To break the day we came off the road into a small town to find a drink. After stopping at a cafe in the centre of town we were besieged by a crowd of children. Tourists were clearly a novelty here and so Pauline and Jamie took charge teaching them songs and magic tricks. We escaped back to the main road chased by a growing crowd down the main street increasingly unsure if they were actually being friendly. A few km down the road we were caught by Dickie and Ro who had been doing a major shop back in Palmyra. Sarah needed some urgent medical attention after impaling herself on a rusty pole at the side of the road - say no more.... Another half hour into the wind and we pulled up behind a rocky crag at the side of the road where we've made ourselves a very homely camp. The generator is on powering our Remoska cooker for roasted vegetables later after beers and G and Ts. It's a hard life!

We're now a week into our cycling and finally we're settling into some kind of routine. Dickie and Ro are doing a fantastic job of supporting us and trying to feed us enough food. Despite this we're already losing weight as its simply impossible to consume enough calories for the exercise we're doing. Nevertheless the whole team are performing superbly and we're working together seamlessly. The days are packed with cycling, making camp and then of course updating the website. We've had some excellent feedback from those following our progress. Please do pass on the details of what we're doing by email to those in your address book. We're trying to raise a significant amount for charity of course and the more support and interest we have the better. Feel free to add a link direct to the website.

We heard yesterday that a German cyclist Gerry Winkler is attempting the same journey as us. He is some weeks ahead of us and will be on the South side of the mountain at the same time as we are on the North. We wish him well of course despite the bizarre coincidence that he is following the very route that has been posted on our site for the last year! This is not an easy journey to complete especially if you're on your own. We of course have the support of each other and cycling as a team of 5 is much easier. Nevertheless the pressure is on. England 5 - Germany 1, ring any bells! Place your bets..... 

Dead Sea departure

We're off!!

21st December - Dead Sea to Amman - distance 78km - ascent 1270m - av speed 11.2km/hr

At last we are off! After a 6 o'clock start and breakfast of pitta bread and cheese (not my idea of an ideal breakfast!), we drove south with a taxi packed full of people and bikes. The journey was spectacular as we descended over 1000m from Amman down to the Dead Sea. After a few pictures we enjoyed a swim in the very salty water (Sarah dipped her tongue in to check!).
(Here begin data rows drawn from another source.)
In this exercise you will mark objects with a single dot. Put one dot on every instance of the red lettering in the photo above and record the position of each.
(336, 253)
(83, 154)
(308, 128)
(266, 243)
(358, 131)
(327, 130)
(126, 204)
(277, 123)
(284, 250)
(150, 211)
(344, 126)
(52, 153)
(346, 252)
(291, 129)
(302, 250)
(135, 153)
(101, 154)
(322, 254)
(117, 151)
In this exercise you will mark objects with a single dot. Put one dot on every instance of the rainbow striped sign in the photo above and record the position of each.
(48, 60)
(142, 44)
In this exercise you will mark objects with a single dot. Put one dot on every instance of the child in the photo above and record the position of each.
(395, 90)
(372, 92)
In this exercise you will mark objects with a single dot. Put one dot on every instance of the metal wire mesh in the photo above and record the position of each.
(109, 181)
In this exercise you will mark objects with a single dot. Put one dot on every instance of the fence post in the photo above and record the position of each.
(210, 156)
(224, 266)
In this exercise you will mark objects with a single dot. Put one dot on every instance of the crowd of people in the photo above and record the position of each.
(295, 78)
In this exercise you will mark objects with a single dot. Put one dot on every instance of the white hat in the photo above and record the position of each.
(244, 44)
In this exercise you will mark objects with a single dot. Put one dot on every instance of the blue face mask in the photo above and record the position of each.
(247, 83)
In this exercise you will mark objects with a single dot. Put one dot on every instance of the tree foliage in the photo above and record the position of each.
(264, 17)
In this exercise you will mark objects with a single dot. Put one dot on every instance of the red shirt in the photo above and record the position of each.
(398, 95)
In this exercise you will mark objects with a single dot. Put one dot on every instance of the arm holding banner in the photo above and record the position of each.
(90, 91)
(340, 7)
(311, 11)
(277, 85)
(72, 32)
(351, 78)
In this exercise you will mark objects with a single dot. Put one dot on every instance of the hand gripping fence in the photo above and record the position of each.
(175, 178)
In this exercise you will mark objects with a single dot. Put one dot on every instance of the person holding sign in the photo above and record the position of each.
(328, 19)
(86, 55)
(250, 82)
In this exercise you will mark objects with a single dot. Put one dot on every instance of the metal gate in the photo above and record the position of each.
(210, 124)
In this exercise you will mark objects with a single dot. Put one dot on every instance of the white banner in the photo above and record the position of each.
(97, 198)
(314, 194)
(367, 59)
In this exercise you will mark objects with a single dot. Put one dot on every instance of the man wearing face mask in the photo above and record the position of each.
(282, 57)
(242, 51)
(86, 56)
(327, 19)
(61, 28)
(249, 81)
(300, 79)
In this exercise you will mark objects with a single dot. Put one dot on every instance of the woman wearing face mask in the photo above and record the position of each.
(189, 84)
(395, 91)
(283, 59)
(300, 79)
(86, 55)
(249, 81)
Dickie and Ro headed off in search of a vehicle to purchase (more on this soon) leaving the rest of the team to face the climb back to Amman under beautiful blue skies.

A few km after starting we turned off the highway onto a quieter road which wound up through the mountains (we ended up doing just under 2000m of climbing today). The scenery was incredible and the road relatively traffic free. We climbed steadily for about 4 hours past Mount Nebo (where Moses looked out over the promised land) to the town of Madaba up on the plateau; Nic making mincemeat of even the steepest sections of the road. Lunch consisted of fizzy drinks and swiss rolls though perhaps not enough to sate Jamie's appetite. Refuelled we headed on to Amman even enjoying a police escort through some of the trickier sections of Madaba.

We have been really impressed by the welcome of everyone we've met on route. However, we did experience the traditional 'welcome' of stone throwing at cyclists by Jordanian children - Pauline was hit on the foot but didn't suffer any injury thankfully.